# (Semi) Scientific way to explain fast space travel

I am looking for a (if only semi or even the tiniest bit) scientifically explainable way to make a spaceship travel fast enough that interplanetary travel (take the average distance between any 2 of the planets in our solar system for an example if you will) only takes either hours at it's shortest and a couple of days at most.

Is there any way i can handle this that does not end with having to resort to sci-fi like engines, wormholes, black holes or the good old classic of having a Hyperdrive?

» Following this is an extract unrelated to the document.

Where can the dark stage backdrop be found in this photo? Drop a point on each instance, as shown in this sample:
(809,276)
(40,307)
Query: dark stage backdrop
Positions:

• Ill await a few more comments to see some of the ideas or suggestions because those are Always great and interesting. But if all else fails i am going to just resort to some of the more traditional sci-fi explanations. Aug 20, 2019 at 14:56
• Those are the semi-scientific ways, though wormholes and black holes are pretty much the same thing, which is the mechanism for hyperdrive (i.e. folding space, using hyper 4th dimensional geometry). There's also straight up FTL through something like the Alcubierre drive. Aug 20, 2019 at 15:04
• Why are people suggesting FTL is needed? The question seems to be about travel between planets within "our solar system", not between different star systems. Neptune is about 4.7 billion km from Earth at the farthest point in its orbit, so at half the speed of light it would only take about 31,400 seconds or 8.7 hours to get from Earth to Neptune. Aug 20, 2019 at 15:32
• Good catch, Hypnosifl. I've deleted my post discussing FTL. I read the question too fast :)
– Qami
Aug 20, 2019 at 15:36
• @Blue Devil - If we assume a "conventional" mode of space travel where you accelerate to build up speed and then decelerate to arrive, do you want to place any limits on the size of the acceleration? For example would you prefer if the ship accelerated and decelerated at 1G so it would feel like Earth gravity to people on board, or would it be OK to have something like a 3-4G acceleration which humans can tolerate for a few hours even if it's not comfortable, or would you allow for things like immersing people in liquid (maybe in an unconscious state) so they can stand even higher G-force? Aug 20, 2019 at 16:24

Disclaimer: I am completely disregarding time and space dilation in this post because those only start to make a difference for napkin calculations when you really approach light speed, and I am dealing with fractions of up to 2% of it. Some pedant calculations would move the travel times a few fractions of a second up or down at most. I feel that is unnecessary here.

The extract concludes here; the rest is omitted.